Background: Recent emergence of evidence for the effectiveness of intra-arterial treatment (IAT) of acute ischemic stroke secondary to large vessel occlusion (LVO) has prompted hospitals to examine the efficiency of their initial evaluation process. Mount Sinai Hospital has taken an interdisciplinary approach to hyper acute stroke care. It streamlined its process focusing on rapid triage of stroke, stroke team assessment, IV tPA administration and detection of LVO.
Rapid Acute Stroke Protocol (RASP), including early stroke team activation by the triage nurse was implemented in December 2014. Triage nurses were trained in the identification of stroke and stroke team activation. Feedback was provided to nursing leadership and individual participants on every treated case. A ‘team member of the month’ was established to promote ongoing enthusiasm and team rapport.
We hypothesized that the combination of new evidence and the introduction of RASP would increase the number of patients treated, decrease time to stroke team assessment and door to puncture (DTP) time.

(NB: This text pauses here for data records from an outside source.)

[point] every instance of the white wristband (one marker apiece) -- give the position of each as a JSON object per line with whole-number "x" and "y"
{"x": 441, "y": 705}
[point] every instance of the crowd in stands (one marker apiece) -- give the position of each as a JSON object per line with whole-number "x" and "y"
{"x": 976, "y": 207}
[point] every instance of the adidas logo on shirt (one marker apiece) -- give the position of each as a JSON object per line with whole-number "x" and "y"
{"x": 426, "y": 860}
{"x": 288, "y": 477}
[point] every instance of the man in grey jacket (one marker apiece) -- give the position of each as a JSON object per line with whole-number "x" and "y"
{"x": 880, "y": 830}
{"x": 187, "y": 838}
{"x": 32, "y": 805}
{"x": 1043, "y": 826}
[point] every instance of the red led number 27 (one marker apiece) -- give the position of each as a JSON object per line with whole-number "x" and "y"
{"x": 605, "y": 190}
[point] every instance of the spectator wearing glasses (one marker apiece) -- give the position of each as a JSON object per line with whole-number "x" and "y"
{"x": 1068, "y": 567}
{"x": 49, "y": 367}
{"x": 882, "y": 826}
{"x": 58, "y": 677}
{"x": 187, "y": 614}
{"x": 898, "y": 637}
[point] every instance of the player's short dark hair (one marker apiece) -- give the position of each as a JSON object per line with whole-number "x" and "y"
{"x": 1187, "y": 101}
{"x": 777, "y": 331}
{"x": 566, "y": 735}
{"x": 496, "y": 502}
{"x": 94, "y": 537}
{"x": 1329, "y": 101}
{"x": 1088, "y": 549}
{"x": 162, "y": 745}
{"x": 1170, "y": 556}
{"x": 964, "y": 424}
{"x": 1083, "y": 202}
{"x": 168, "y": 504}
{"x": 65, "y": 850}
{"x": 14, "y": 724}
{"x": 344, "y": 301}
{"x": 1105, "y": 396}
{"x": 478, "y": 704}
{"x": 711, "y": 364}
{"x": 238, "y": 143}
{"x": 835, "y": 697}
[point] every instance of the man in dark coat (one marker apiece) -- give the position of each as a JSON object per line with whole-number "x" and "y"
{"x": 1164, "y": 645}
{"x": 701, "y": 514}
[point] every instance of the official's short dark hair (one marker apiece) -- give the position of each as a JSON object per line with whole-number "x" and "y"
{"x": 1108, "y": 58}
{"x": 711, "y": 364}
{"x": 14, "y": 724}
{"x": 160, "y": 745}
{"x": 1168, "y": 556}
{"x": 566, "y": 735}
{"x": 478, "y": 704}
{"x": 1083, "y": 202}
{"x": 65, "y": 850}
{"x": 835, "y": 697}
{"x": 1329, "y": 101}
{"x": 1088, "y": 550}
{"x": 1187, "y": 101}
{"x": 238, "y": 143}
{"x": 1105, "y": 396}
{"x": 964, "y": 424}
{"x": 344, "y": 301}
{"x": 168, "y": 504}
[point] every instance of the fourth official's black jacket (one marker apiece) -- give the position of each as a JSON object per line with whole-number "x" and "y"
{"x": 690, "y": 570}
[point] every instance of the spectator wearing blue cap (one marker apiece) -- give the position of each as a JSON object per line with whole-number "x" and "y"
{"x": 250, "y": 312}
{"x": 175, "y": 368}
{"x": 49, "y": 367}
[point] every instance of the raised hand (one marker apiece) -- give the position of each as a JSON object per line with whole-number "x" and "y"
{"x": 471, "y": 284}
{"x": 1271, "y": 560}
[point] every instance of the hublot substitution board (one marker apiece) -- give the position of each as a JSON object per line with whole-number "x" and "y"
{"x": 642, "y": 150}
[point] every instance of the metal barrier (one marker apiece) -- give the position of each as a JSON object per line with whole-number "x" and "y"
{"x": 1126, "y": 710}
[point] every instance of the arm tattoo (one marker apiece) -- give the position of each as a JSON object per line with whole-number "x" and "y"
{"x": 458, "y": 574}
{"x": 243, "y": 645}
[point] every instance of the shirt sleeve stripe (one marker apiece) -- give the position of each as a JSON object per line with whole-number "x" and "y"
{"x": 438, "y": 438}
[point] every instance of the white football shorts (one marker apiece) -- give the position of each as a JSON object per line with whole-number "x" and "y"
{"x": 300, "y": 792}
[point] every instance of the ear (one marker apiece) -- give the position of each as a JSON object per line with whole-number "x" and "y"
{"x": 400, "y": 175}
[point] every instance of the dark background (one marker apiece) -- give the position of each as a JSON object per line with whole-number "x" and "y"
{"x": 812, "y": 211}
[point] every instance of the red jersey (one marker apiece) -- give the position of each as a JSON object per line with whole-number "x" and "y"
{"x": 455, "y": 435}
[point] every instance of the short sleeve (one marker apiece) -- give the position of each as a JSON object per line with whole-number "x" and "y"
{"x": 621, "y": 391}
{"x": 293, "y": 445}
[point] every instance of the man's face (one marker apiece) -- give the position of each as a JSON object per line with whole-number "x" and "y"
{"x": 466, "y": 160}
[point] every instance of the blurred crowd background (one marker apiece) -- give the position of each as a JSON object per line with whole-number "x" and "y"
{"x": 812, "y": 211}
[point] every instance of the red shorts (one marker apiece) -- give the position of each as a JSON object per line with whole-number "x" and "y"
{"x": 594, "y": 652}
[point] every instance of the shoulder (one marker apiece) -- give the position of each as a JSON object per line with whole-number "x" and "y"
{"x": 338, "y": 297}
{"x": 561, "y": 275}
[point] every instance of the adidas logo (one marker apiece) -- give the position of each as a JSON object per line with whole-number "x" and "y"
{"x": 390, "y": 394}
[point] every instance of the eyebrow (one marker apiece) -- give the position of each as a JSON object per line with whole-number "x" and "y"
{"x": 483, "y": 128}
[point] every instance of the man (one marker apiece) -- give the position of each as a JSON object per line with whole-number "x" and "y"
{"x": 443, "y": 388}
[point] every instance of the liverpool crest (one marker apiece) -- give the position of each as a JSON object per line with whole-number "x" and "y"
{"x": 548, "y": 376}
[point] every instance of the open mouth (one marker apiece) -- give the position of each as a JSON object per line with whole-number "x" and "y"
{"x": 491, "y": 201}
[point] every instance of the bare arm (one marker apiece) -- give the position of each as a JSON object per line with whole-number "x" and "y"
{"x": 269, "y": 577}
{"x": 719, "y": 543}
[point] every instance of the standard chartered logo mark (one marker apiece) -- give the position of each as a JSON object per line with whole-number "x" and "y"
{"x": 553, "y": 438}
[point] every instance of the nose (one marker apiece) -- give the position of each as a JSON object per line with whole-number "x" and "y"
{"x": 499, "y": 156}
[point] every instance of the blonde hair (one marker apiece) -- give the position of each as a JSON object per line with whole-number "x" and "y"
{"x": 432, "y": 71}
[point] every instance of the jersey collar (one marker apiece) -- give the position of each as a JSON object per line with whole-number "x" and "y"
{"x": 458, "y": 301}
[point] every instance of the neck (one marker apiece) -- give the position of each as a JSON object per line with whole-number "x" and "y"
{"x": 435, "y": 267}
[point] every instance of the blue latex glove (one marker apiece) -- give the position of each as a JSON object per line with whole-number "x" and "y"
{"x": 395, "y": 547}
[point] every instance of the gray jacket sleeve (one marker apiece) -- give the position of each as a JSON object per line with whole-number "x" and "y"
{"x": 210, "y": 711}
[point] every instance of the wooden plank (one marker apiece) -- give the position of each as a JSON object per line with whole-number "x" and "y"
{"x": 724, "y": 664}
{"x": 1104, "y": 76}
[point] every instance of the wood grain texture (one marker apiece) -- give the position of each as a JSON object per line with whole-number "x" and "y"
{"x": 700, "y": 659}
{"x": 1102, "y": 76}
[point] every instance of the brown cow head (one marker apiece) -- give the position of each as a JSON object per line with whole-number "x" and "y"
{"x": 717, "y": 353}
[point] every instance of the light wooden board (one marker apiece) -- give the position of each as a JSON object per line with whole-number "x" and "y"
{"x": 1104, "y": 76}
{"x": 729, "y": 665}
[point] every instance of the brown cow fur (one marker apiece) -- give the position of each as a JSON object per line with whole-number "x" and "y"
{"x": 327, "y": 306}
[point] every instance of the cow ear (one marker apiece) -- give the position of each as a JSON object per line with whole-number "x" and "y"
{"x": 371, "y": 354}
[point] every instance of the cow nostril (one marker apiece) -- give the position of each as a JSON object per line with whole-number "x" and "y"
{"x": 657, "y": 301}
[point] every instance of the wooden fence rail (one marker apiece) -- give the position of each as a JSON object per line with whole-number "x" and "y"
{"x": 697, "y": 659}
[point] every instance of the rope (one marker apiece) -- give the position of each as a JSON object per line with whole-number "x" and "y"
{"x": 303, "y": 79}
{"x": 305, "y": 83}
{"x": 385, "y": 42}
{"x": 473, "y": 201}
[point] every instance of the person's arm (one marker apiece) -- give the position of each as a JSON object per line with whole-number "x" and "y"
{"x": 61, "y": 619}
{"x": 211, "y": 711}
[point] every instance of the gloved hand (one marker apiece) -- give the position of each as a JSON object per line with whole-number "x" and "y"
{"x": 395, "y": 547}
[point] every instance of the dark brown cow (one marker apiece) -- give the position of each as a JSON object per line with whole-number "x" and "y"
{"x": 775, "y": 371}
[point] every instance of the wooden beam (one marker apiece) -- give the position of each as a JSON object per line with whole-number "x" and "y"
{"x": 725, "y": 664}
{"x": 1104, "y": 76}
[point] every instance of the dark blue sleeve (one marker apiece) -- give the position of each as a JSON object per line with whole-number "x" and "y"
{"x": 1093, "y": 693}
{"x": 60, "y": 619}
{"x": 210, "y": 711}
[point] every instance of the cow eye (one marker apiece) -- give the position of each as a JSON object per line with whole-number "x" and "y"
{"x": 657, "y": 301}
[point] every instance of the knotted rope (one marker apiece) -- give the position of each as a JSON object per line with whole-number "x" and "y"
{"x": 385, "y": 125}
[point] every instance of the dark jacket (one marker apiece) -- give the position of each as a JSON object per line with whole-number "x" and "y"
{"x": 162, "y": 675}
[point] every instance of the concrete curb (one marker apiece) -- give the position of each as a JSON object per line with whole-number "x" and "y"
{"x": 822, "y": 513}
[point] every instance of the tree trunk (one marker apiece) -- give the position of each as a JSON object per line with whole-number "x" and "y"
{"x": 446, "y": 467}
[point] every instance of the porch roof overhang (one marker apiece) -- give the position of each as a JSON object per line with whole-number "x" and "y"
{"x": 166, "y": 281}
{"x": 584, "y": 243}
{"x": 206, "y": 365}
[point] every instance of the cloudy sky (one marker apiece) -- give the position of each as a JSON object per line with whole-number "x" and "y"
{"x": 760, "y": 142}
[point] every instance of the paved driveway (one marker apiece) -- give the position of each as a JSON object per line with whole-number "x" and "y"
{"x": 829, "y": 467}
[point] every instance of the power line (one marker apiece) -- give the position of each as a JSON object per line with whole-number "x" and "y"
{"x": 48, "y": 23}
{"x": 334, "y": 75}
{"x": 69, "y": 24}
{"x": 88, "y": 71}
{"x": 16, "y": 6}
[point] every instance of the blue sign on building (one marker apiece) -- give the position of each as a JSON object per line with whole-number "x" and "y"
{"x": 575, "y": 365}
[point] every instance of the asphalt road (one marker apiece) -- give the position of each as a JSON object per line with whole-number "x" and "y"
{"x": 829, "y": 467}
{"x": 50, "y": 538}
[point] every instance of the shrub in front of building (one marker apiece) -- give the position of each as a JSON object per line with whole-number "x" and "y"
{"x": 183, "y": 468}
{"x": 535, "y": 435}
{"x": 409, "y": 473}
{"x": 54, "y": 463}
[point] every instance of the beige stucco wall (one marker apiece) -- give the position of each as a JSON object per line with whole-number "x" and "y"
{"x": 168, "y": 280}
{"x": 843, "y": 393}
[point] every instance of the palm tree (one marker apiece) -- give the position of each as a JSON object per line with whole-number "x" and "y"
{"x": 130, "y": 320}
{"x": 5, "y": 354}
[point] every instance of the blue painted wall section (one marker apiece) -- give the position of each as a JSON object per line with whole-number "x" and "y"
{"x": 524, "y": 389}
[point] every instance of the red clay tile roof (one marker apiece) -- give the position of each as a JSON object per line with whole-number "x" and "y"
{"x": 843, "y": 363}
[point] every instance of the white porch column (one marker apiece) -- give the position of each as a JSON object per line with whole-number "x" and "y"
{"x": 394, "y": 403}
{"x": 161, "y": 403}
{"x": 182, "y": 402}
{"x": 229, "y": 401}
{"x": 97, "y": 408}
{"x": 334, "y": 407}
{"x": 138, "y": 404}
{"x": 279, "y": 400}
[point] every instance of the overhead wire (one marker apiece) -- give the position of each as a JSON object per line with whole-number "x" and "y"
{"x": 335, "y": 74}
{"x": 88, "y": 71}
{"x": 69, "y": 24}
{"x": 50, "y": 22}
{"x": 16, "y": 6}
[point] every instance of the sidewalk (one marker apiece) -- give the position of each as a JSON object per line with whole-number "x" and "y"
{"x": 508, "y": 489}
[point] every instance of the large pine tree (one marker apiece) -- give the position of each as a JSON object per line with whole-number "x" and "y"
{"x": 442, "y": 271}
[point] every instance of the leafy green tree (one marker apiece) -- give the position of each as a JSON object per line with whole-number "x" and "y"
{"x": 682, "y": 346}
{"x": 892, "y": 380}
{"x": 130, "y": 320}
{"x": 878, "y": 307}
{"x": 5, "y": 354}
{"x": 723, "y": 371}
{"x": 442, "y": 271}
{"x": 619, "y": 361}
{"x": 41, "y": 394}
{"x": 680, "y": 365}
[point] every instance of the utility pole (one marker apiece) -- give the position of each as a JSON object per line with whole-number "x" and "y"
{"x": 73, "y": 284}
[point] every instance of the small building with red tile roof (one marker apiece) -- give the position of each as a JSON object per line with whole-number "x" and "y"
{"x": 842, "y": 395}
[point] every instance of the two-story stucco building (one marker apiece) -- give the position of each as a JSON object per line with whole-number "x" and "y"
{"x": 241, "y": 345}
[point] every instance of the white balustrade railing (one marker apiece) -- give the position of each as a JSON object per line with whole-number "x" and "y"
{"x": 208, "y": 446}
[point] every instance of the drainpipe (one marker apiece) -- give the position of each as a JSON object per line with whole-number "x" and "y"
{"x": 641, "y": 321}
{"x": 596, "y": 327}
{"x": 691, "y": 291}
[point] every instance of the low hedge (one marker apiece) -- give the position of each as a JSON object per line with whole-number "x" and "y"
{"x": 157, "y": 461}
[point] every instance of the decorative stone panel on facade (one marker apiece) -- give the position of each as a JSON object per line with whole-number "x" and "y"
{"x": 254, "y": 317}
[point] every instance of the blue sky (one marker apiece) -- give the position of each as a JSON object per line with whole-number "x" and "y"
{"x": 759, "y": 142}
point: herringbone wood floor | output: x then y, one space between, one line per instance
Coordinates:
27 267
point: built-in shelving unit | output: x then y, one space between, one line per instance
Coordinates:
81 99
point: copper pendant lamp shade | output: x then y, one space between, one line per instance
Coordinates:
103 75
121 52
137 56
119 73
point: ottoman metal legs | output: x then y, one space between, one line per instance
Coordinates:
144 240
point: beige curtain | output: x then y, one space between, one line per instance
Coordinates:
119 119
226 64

Method: In this retrospective review of 51 consecutive patients with AIS treated with IAT from January 2014 until July 2015, the population was divided into two cohorts. Cohort 1 included patients treated from January 2014 through November 2014, prior to RASP initiation. Cohort 2 included patients treated from December 2014 through July 2015. Outcomes included number of patients treated, arrival to stroke team assessment, and DTP time.
Results: In cohort 1, .9 cases per month were treated with IAT compared to 5.1 per month in cohort 2, a 5.2 fold increase. A greater percentage of these patients arrived in the ED via inter-hospital transfer 56% vs 30%. There was a decrease in arrival time to stroke team assessment for cohort 2 vs cohort 1 (3 vs 9 minutes) and a reduction of 46.6% from DTP time (79 minutes vs 148 minutes p=<.001).
Conclusion: These findings demonstrate how an interdisciplinary approach to hyper acute care can have a dramatic effect on the stroke patient. Improved prenotification by EMS or the originating hospital contributed to immediate stroke team availability. However, key to RASP was empowering the triage nurse with the responsibility of stroke recognition and activation of the stroke code.